バックを開け、持ち物を改めて確認していた時だった。指定されていた教科書の一冊が、入っていなかったのである。
「あ、やばいですね・・・」
初日から忘れ物など、教師に目をつけられてもおかしくない。今から取りに戻っても間違いなく遅刻することになるだろう。

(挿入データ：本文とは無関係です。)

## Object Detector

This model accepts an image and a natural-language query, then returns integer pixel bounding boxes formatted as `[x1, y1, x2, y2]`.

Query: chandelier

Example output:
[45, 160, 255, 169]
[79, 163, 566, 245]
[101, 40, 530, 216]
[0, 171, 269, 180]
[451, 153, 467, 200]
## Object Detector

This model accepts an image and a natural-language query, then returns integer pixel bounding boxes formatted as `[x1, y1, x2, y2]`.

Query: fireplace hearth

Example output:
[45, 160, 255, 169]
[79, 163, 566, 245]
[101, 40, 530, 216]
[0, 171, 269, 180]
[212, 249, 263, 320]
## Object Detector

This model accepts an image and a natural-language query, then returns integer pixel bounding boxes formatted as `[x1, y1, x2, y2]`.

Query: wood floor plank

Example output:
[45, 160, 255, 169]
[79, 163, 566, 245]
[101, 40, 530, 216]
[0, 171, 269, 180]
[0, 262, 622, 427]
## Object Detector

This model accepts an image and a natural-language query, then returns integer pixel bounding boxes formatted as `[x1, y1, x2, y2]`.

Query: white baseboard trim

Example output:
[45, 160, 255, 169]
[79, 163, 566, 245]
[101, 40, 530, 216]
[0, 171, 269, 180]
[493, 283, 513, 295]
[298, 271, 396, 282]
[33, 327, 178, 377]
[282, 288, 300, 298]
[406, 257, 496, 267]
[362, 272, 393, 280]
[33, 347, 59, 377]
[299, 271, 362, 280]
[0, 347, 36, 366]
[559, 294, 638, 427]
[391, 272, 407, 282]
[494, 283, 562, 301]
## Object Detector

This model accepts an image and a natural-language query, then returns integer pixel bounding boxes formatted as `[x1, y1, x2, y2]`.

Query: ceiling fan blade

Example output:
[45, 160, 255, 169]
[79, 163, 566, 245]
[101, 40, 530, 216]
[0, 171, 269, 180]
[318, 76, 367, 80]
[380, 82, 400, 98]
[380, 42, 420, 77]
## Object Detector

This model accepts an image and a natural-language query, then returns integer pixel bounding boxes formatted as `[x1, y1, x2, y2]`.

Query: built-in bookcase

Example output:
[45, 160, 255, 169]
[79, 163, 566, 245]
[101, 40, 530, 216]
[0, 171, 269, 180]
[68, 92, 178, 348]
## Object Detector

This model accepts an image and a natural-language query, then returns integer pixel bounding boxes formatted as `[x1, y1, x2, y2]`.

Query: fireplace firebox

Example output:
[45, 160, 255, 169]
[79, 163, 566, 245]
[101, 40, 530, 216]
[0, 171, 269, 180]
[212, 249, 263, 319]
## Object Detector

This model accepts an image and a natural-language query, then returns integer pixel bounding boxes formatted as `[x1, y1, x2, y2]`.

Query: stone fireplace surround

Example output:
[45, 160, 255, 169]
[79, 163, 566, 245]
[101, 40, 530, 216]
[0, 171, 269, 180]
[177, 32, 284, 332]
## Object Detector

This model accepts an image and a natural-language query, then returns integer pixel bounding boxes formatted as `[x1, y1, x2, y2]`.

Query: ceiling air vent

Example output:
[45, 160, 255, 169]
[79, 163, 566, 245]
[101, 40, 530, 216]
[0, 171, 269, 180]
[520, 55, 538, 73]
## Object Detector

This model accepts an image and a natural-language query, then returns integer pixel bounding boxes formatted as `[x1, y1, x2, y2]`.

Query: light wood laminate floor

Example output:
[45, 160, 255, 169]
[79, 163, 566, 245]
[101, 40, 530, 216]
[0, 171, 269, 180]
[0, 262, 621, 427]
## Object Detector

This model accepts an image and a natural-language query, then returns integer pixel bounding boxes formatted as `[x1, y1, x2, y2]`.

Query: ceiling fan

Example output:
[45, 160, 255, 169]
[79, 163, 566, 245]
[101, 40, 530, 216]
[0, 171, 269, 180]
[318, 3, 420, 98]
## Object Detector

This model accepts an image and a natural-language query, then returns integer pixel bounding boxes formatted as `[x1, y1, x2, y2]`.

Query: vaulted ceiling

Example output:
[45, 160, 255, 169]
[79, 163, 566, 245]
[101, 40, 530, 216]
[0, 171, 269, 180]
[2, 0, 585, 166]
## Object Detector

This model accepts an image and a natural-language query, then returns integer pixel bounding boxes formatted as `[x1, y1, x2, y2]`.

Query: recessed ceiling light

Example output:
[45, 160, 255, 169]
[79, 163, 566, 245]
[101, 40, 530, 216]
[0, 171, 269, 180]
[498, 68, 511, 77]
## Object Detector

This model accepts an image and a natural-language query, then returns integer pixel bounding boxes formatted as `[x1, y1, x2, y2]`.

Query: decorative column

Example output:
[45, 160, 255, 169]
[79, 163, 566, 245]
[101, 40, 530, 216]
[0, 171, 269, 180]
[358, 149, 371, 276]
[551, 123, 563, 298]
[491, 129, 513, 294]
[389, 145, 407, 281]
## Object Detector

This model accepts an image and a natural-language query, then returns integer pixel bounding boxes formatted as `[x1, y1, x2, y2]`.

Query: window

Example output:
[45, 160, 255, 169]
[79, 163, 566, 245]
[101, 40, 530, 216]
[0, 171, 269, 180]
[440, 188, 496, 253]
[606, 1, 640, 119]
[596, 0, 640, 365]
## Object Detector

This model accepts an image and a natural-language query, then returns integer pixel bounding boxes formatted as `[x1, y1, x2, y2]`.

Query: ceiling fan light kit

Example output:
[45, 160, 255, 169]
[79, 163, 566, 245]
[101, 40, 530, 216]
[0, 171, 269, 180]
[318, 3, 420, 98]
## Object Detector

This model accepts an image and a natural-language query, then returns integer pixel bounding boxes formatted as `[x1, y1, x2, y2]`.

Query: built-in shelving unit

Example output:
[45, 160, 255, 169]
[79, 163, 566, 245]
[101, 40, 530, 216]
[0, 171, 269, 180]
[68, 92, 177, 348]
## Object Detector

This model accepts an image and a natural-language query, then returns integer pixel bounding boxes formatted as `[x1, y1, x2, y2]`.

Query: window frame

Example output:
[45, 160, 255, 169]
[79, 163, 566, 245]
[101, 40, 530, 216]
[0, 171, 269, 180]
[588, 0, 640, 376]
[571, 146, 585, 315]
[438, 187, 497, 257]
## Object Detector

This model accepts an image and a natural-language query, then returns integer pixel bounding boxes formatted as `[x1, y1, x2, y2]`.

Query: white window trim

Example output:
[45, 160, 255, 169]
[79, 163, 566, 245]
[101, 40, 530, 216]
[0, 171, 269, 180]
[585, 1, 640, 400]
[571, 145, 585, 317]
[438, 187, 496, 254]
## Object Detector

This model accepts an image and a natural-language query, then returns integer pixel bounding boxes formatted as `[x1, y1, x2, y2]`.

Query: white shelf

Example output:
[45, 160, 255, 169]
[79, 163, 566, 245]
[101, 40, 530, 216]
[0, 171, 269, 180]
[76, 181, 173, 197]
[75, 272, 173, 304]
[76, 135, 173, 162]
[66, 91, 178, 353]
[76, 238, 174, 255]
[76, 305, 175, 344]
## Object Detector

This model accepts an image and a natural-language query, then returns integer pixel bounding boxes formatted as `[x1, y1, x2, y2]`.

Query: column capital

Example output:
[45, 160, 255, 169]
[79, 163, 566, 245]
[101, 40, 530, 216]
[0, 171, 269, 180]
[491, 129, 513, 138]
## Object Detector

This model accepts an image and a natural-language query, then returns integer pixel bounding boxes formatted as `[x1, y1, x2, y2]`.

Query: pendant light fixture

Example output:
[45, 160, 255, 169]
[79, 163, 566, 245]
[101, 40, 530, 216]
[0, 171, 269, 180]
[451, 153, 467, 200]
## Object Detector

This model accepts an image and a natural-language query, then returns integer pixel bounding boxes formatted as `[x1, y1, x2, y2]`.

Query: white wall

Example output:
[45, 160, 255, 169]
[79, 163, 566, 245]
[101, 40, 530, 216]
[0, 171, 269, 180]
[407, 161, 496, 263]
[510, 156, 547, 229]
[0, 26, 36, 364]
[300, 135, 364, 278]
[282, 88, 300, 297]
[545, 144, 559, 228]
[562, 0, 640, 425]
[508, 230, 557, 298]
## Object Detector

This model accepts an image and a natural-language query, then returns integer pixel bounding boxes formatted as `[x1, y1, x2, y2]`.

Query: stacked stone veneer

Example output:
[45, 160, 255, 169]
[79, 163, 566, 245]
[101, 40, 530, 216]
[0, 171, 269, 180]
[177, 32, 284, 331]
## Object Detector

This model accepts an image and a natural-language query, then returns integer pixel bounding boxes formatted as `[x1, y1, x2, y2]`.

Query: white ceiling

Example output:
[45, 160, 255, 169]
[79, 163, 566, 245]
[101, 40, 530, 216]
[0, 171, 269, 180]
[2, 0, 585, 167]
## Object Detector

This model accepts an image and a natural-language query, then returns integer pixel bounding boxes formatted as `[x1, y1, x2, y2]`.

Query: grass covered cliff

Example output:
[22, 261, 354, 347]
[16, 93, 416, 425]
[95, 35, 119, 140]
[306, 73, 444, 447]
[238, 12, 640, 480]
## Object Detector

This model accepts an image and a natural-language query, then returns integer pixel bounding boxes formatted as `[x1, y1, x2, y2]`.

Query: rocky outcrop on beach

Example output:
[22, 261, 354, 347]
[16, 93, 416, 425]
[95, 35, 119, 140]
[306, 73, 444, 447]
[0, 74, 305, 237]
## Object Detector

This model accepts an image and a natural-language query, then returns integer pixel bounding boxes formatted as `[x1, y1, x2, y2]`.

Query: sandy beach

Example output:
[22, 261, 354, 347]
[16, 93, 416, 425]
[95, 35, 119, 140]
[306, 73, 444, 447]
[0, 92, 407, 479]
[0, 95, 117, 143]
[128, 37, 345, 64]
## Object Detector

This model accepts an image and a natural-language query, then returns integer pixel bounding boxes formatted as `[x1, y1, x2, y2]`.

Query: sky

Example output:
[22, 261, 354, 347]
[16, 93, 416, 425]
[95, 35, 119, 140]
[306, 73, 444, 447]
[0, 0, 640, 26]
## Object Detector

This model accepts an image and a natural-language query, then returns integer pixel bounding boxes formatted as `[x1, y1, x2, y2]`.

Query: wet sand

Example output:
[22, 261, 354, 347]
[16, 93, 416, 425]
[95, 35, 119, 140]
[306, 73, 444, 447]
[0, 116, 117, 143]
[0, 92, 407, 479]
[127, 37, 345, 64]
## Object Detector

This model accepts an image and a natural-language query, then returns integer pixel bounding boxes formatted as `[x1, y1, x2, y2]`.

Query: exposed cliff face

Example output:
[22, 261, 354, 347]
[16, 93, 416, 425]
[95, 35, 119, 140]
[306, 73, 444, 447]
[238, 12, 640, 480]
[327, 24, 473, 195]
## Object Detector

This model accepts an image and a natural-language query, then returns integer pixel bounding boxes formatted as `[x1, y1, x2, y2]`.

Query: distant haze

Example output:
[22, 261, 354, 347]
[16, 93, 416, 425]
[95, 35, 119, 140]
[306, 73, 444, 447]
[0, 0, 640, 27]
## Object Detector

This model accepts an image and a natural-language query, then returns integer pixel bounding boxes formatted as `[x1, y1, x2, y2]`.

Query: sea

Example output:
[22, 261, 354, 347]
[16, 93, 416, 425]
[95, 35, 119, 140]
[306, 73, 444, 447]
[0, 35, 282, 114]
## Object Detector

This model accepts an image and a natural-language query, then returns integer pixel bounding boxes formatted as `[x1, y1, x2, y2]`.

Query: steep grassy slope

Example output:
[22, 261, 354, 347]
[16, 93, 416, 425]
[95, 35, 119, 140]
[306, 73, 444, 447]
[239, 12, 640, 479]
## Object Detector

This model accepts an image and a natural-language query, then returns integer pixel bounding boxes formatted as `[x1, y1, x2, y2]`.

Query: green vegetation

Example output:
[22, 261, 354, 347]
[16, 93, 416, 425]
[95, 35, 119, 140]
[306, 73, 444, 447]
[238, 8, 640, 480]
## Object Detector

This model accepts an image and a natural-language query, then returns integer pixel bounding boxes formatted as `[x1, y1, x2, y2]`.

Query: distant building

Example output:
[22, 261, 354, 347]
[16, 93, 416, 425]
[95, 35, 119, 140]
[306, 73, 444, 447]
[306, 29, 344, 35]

どうしたものかとシオンがうんうんと唸っていると、背後からポンポンと軽く肩を叩かれた。
反射的に振り返り、肩を叩いた人物を見る。
「おはよー!見ない顔だね?噂の新しく入った子?」
話しかけてきたのは北方人の少女であった。金髪というよりオレンジに近い明るい髪に、幼さの残る丸っこい顔には愛嬌がある。
おそらく同世代だろう、童顔同士仲良くなれそうだ。
「えっはい、シオン・ドラグノフって言います。あなたは?」
「ミリーって言うの。よろしくね!」
ミリーと名乗った少女はえへへーと笑いながら手を握ってくる。あまりにオープンな性格をした彼女につられ、シオンもにへらと緩んだ笑顔を浮かべてしまう。
なんというか似たもの同士であった。
「それでカバンなんか開いてたけど、どうかしたの?」
コテンと首を傾げて覗き込むようにしてきたミリーに、シオンは困った苦笑いを浮かべて後頭部を掻いた。
「あはは、実は教科書一冊忘れちゃって・・・」
「えぇー!大変だよ?実技じゃない先生とっても神経質で、いつも顔真っ赤なの」
「・・・おうふ」
やばい。これは絶対目をつけられると、シオンはお腹を押さえて胃の痛みに耐えた。
学びに来たのであって怒られに来たのではない。忘れ物をした自分が悪いのだが、ミリーの言うようなタイプは必要でもない事をグチグチ言うのだと、シオンはレッテルに住んでいた頃に学んでいた。
するとミリーがこんな提案を持ちかけてきた。
「そうだ、あたしが貸してあげる!」
それは願っても無い提案だったが、それでは彼女はどうするのか?ありがたさよりも困らせることに対しての罪悪感が浮き出た。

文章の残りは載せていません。